Rach, I hope you don’t mind, but Joshua is on our list somewhere too (if God blesses us with a bunch of boys, we’re highly likely to have a Joshua in there). It gets harder and harder to find names when everyone gets to the baby stage of life before you. So there’s bound to be repeats… it’s actually a compliment, you did a good job picking names. Just as Scott and I still love the name Jacob ( my nephew is Jacob), and the girl’s name Lily (one of our friend’s baby). Scott has a list a mile long of all family names he wants to use, so I suppose adoption will happen at some point along the road.

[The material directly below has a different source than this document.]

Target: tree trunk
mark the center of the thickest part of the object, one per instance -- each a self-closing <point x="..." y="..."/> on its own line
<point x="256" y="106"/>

I know this blog is all over the place, but because our phone call got cut off on Saturday, I feel bad that I didn’t get the story on what’s going on in your lives. I feel like I dominated the conversation a bit, answering the fire of questions and all. It was wonderful anyhow to hear your voices, and it really felt good to know that your with me along this journey. I’m so blessed to have friends who remain friends over time and distance. Trust, honesty, caring, and love. Those are the benchmarks of the friendship I have with each of these girls. We have our disagreements and arguments (sometimes we don’t talk for a couple of years), but that’s all they are, disagreements, they aren’t friendship endings, they are a small blip on the radar.
I’d love to have those kind of friendships by the time we leave the World Race. As I turn over this new leaf of actually letting people in, and doing the tough stuff of relationships, I’m looking forward to lifetime friendships (not to replace, as those 5 girls are irreplacable) to cultivate.